Understanding Smallpond and 3FS
47 comments
·March 2, 2025ok123456
dang
We should probably be having a thread about that actual release, so I've re-upped https://news.ycombinator.com/item?id=43200793, will move most of the comments thither, and will post links to this blog post and the other one that people have been referencing.
mritchie712
updated.
westurner
smallpond: https://github.com/deepseek-ai/smallpond :
> A lightweight data processing framework built on DuckDB and 3FS.
jauntywundrkind
Smallpond. Runs on their RDMA powered 3fs ("fire-flyer file system") filesystem.
https://github.com/deepseek-ai/smallpond
https://news.ycombinator.com/item?id=43200793
I didn't find anything of value in this article.
Did enjoy https://mehdio.substack.com/p/duckdb-goes-distributed-deepse... some, which eventually talks about smallpond being built on Ray, and… Smallpond actually running multiple partitioned duckdb instances?! Wow.
memco
Love this straightforward analysis of use cases:
> Using smallpond and 3FS depends largely on your data size and infrastructure:
> Under 10TB: smallpond is likely unnecessary unless you have very specific distributed computing needs. A single-node DuckDB instance or simpler storage solutions will be simpler and possibly more performant.
> 10TB to 1PB: smallpond begins to shine. You'd set up a cluster with several nodes, leveraging 3FS or another fast storage backend to achieve rapid parallel processing.
> Over 1PB (Petabyte-Scale): smallpond and 3FS were explicitly designed to handle massive datasets. At this scale, you'd need to deploy a larger cluster with substantial infrastructure investments.
Makes it very easy to determine if this would be useful for me and how much work I would expect to do to use it.
dartos
I very much felt like that entire portion of the article was ai generated, actually.
IMO pretty obvious, surface level, information and some prose on each bullet.
xixixao
Saying something is “obvious” without specifying an audience is meaningless.
(because obviousness is subjective and depends on the knowledge, experience, and context of the audience)
dartos
Notice the “IMO pretty” before the word “obvious”
IMO means “in my opinion.” I used that phrase to express how the following statement is my opinion and not a universal truth. My “audience” in this case is myself.
I do that because otherwise there’s always a comment saying how things like “obvious” can be subjective.
I also used the word “pretty” to, again, soften the word “obvious” so that readers don’t think that it’s a universal truth.
genewitch
with some "no s, sherlock" on the ">1PB will require additional infra."
go on...
like people talking about 1gbit iSCSI, and no one thought to say that 120MB/s, which is technically slower than ATA/133 which came out twenty years ago, might be the bottleneck. Obviously 10gbit will be "as fast as a local drive"!

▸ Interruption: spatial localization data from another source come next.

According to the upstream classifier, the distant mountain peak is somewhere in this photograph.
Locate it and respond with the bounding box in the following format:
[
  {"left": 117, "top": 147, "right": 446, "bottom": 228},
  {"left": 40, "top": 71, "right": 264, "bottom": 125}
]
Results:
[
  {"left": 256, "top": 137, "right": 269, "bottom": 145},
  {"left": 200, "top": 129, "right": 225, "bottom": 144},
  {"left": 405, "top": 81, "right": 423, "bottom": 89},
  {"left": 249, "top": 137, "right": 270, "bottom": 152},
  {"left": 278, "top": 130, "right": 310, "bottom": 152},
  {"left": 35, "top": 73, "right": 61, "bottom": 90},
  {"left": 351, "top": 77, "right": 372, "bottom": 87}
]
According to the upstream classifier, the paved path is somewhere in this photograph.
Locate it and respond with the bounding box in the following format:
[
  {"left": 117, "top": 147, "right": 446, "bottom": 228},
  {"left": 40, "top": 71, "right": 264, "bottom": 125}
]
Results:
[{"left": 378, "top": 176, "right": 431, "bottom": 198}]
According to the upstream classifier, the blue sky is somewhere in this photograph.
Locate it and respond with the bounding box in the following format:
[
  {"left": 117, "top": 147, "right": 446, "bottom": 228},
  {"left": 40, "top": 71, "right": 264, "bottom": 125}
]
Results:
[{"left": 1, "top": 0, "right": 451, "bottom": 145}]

Yes, exactly right! This means you need to buy additional hardware, like network cards[0], and possibly gbic and fiber optics.
mritchie712
I updated the post. In this case, I meant "exotic" infra... e.g. 3FS isn't like adding more EC2 instances.
Adding ec2 instances is trivial, setting up 3FS is hard.
7thpower
You’ve been wanting to get this off your chest for a while haven’t you.
fs111
The authors are Chinese so they may simply use AI to make it sound right in English
varispeed
I had a Chinese co-worker and something like this was actually his style of writing, no use of AI, because I was sitting next to him few times when he was writing documents.
mritchie712
some was AI generated, but I made sure everything was accurate. I'd normally rewrite everything, but I wrote this quickly before I had to leave the house. Didn't think it'd be on the front page!
dartos
Not judging you for using AI for a post like this!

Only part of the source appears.